Question

Why does a P series converge if P is between 1 and zero??? doesn't it diverge but slowly?

Answer 1

(assuming from n=1 to infinity)

Answer 2

Hmmmmm it doesn't converge if the power is between 0 and 1.

If you take for example the harmonic series, 1/n, it diverges, and that is where p=1.
So in order for a P series to converge it needs to converge faster than the harmonic series (must have a P greater than 1).

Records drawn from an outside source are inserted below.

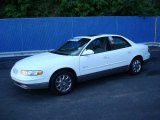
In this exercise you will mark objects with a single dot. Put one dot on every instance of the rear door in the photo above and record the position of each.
(119, 53)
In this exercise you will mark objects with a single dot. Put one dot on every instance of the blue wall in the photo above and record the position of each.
(49, 33)
(158, 30)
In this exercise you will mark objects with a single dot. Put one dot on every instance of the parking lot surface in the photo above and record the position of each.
(115, 97)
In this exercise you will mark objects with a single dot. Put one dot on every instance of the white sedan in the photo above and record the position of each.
(80, 58)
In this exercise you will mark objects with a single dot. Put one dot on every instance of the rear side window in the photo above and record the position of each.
(118, 43)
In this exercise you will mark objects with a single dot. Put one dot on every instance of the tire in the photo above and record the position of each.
(135, 66)
(62, 82)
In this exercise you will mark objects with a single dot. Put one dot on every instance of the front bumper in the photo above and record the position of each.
(31, 86)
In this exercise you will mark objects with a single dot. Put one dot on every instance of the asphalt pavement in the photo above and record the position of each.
(115, 97)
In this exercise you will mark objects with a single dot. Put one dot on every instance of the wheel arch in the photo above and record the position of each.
(138, 56)
(64, 69)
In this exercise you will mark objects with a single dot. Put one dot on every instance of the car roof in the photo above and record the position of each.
(96, 36)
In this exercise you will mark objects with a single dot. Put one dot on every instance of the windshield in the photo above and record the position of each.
(72, 47)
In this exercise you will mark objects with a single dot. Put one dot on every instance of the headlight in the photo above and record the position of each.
(31, 72)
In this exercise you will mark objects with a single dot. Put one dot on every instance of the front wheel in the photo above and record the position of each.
(62, 82)
(135, 66)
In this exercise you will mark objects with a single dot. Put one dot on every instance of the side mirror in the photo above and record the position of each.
(87, 52)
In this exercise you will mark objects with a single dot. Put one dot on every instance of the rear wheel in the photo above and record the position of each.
(62, 82)
(135, 66)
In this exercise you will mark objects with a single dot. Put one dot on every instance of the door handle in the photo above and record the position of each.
(106, 57)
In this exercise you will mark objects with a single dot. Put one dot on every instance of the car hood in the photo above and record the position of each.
(39, 61)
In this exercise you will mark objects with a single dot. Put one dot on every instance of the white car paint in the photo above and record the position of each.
(49, 63)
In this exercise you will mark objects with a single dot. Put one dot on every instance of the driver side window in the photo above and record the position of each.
(98, 45)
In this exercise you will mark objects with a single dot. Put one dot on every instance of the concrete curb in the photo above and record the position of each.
(29, 53)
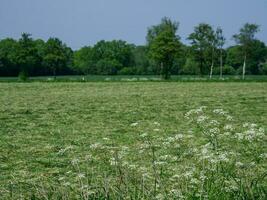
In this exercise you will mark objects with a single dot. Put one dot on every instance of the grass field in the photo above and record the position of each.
(133, 140)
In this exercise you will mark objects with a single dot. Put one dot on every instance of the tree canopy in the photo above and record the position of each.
(163, 54)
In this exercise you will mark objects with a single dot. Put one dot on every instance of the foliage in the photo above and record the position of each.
(202, 41)
(164, 44)
(163, 54)
(113, 140)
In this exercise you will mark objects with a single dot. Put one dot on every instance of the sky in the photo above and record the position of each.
(84, 22)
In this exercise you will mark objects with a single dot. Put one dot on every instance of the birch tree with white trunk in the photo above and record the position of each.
(220, 43)
(245, 38)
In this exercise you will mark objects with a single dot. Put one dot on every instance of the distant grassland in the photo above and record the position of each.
(138, 78)
(133, 140)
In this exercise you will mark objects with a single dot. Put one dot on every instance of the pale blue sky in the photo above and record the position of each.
(84, 22)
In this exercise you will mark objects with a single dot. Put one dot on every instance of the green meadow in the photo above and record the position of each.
(133, 140)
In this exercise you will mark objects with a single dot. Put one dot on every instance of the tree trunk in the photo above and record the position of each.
(54, 73)
(211, 70)
(212, 64)
(244, 67)
(221, 64)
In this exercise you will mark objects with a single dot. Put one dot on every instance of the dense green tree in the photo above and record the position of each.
(164, 44)
(141, 61)
(27, 54)
(8, 57)
(56, 55)
(245, 39)
(117, 53)
(83, 60)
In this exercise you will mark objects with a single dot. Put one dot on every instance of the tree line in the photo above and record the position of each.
(164, 54)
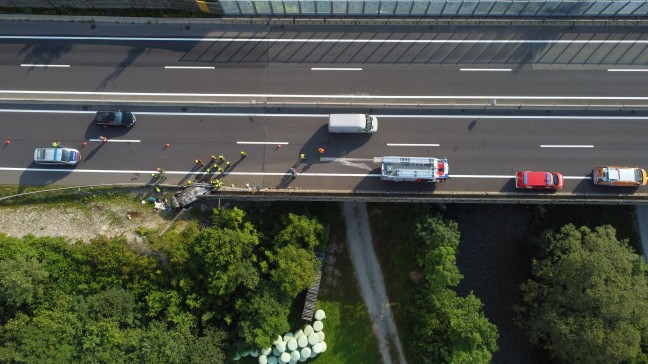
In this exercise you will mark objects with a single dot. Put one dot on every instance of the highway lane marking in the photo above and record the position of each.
(269, 143)
(322, 96)
(191, 67)
(419, 116)
(45, 65)
(185, 173)
(627, 70)
(334, 40)
(117, 140)
(487, 69)
(334, 69)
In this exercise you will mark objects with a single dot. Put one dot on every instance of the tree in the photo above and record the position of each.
(447, 328)
(22, 281)
(588, 299)
(262, 317)
(302, 231)
(295, 269)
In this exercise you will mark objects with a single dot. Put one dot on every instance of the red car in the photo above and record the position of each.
(538, 180)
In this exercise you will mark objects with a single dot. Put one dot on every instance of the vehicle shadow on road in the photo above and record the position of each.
(38, 175)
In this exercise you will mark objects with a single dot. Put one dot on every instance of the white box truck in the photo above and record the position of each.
(352, 123)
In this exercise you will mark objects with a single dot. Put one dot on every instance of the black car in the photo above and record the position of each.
(115, 118)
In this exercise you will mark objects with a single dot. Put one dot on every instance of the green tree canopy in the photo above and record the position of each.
(588, 299)
(447, 328)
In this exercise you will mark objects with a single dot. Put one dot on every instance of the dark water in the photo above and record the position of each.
(495, 258)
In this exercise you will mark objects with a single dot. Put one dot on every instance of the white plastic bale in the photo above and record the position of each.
(320, 315)
(294, 356)
(308, 330)
(299, 334)
(317, 348)
(303, 341)
(305, 352)
(288, 336)
(313, 339)
(318, 326)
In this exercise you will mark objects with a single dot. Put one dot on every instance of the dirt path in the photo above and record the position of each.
(370, 279)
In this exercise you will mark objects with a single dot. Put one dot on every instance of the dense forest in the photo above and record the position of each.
(194, 295)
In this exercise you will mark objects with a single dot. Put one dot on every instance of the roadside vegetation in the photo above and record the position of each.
(437, 325)
(587, 301)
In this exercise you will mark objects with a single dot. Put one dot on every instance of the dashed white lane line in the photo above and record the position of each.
(486, 69)
(117, 140)
(287, 173)
(45, 65)
(264, 143)
(190, 67)
(334, 69)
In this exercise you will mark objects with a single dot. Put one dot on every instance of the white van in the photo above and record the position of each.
(57, 156)
(352, 123)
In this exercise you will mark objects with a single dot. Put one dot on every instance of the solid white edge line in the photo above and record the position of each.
(45, 65)
(335, 40)
(268, 143)
(487, 69)
(73, 170)
(472, 117)
(335, 69)
(117, 140)
(627, 70)
(191, 67)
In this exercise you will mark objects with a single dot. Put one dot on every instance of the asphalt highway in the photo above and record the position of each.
(54, 77)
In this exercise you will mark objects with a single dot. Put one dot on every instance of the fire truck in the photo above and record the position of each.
(414, 169)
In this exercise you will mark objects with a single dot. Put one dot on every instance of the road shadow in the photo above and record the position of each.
(40, 175)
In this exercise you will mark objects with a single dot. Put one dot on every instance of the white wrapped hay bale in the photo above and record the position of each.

Hopefully I'm remembering that correctly :) lol

Answer 3

Yes my books says that it will diverge but this makes no sense to me

why does it have to be faster than the harmonic series? if I start doing 1/n^(1/2) for example, denominator gets bigger and bigger. why doesn't that mean that it will eventually converge?

Answer 4

\[\frac{ 1 }{ \sqrt n }>\frac{ 1 }{ n }\]
\[\frac{ 1 }{ \sqrt2 }>\frac{ 1 }{ 2 }\]
Hmm I think the denominators are getting smaller actually.
Making the actually terms get larger, meaning it doesn't converge quickly enough.

Answer 5

\[\sum_{n=1}^{infinity} \frac{ 1 }{ n^\frac{ 1 }{ 2 } }\]

Answer 6

n=1 : 1
n=2 : .707
n=3: .577
n=4: .5

Answer 7

I think that only happens for the first few terms though, we want to know what happens long term.

1/10 = .1
1/sqrt10 = .316

Answer 8

Hmm yah that is strange though :)

Answer 9

so you agree that it seems like it should converge?

Answer 10

i know that the answer is no but it annoys me that I don't know why

Answer 11

If you were adding the first 7 or 8 terms, it would be less than 1/n, yes.
But if you go any higher than that, the terms become much much larger than 1/n

Answer 12

Did you see the example i gave with n=10? :O

Answer 13

so the point is not if it is getting smaller but if it is larger or smaller than the harmonic at the corresponding term?

Answer 14

You want to eventually be adding 0 with each term, and the size of each term that will get you there fast enough can be determined by the harmonic series.

When p=1, 1/n grows too quickly to converge, the terms don't get small enough fast enough.

When p=1/2, 1/n grows even FASTER than 1/n. Each term is larger than 1/n, so the series converses EVEN SLOWER than 1/n. Meaning it doesn't converge in the long run.

For some reason I was getting confused by your decimals when you put the first few terms out there :) I looked at them wrong. For some reason I was thinking that the 4th term caught up to the 4th term in 1/n but it didn't.

Answer 15

The terms need to be decreasing FASTER than 1 + 1/2 + 1/3 + 1/4 + ... + 1/n.

In the case of the sqareroot, they're decreasing SLOWER than those terms.

Still confused? D':

Answer 16

See how each new term you add is too large?